More than one Lost Girl, in the course of her emotional career, experienced what might be called the Balfour Treatment: an attempt, initiated with the most praiseworthy of motives, by a domestically minded man to settle down with a woman of whom, whatever the uncertainties of her previous life, he imagined that something might be made, without realising that her temperamental flaws were liable to doom the scheme to disaster from the start. In Anthony Powell’s What’s Become of Waring (1939), a novel written at almost exactly the same time that Balfour and Angela decided to get married, a character named Captain Hudson jilts the respectable girl to whom he has long been engaged in favour of a fast-living journalist named Roberta Payne. Hudson, another character shrewdly observes, has made a great mistake: ‘There he was, engaged to a girl who suited him down to the ground. He meets a bit of hot stuff like Roberta and breaks off his engagement. Then he expects the hot stuff to behave like the girl he was engaged to.’ This, leaving aside the fiancée, was essentially what Balfour had done with Angela.
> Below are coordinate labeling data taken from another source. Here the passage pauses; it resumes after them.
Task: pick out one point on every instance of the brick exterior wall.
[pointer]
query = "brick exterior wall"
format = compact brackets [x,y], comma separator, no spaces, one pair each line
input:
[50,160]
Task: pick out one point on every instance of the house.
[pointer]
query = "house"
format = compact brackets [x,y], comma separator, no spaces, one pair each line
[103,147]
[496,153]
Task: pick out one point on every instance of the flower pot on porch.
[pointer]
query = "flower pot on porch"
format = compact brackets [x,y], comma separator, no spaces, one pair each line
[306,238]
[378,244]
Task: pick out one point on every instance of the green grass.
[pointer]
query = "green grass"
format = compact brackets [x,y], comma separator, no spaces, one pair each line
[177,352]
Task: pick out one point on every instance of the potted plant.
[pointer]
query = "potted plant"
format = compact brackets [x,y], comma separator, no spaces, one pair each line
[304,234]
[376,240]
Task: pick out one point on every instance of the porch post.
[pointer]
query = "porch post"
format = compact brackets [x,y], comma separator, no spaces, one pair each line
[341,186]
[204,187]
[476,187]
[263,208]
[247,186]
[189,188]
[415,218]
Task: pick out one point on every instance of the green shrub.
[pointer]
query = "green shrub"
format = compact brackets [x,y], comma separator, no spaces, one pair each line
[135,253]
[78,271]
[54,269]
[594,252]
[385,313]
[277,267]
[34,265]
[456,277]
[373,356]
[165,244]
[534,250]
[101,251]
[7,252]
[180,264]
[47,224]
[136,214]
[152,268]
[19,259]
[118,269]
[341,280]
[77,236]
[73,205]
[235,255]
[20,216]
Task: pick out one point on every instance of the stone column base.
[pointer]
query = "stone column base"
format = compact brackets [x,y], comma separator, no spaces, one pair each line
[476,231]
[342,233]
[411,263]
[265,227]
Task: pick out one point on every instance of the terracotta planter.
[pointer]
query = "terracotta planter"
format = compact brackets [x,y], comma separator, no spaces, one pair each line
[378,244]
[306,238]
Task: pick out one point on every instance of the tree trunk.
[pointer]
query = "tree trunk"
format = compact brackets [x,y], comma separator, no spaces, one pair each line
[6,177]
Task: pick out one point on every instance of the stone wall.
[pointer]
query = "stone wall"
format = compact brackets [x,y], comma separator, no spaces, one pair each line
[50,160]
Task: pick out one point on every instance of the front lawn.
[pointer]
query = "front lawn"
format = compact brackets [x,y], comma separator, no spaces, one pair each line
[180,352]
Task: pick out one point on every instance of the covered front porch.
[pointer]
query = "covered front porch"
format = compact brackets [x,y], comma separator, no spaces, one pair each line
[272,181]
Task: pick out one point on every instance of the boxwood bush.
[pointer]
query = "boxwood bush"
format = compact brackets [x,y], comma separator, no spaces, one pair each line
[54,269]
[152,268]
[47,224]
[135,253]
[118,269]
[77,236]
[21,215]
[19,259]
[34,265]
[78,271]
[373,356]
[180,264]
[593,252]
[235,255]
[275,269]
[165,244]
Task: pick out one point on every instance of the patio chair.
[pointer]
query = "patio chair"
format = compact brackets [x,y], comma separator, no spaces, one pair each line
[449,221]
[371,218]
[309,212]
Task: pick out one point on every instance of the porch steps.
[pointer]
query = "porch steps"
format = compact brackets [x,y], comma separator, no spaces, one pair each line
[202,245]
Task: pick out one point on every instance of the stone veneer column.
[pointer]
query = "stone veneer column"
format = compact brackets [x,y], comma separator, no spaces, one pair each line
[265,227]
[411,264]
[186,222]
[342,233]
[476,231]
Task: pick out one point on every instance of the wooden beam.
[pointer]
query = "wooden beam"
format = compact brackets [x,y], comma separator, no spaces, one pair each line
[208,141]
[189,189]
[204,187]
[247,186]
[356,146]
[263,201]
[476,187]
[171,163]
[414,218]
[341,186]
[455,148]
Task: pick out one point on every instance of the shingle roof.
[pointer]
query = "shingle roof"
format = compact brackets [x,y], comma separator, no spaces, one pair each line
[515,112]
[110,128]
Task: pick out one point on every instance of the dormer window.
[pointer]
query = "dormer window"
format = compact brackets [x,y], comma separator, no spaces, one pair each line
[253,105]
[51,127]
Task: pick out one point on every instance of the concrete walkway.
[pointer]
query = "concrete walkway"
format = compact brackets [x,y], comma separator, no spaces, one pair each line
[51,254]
What he wanted, according to his old friend Lees-Milne, was ‘a permanent Darby-and-Joan marriage around a cosy fireside, with plenty of children to come’ and what he got was . . .
Well, what exactly did he get? Within a year of his marriage, the Hon. Patrick’s father died and he succeeded to the title of Lord Kinross. As Lady Kinross (in which capacity she was paid £100 to endorse Pond’s Cold Cream) and mindful of her husband’s job, Angela lived ‘a social sort of life, many parties where he might meet people who would be interesting to write about, first nights, newly-opened restaurants’. There were weekends away – to Madresfield Court to stay with the Lygons, to Oxford with Balfour’s old convive Maurice Bowra, to Tickerage, the Sussex mill house near Uckfield owned by the Wyndhams. A photograph from 1938 shows her in the midst of the Connolly circle: a line of partying figures, drinks and cigarettes to hand, that includes Patrick, the composer Constant Lambert, the journalist Tom Driberg, Cyril Connolly and Stephen Spender. There was also, as Angela cheerfully admitted, a fair amount of adultery: ‘I can no longer remember when I first started being unfaithful to Patrick.’ This reached a symbolic height on the occasion when she was summoned to Edinburgh to attend her father-in-law’s funeral and spent the overnight journey in a sleeper with her ‘very good-looking lover, a painter, called David something’.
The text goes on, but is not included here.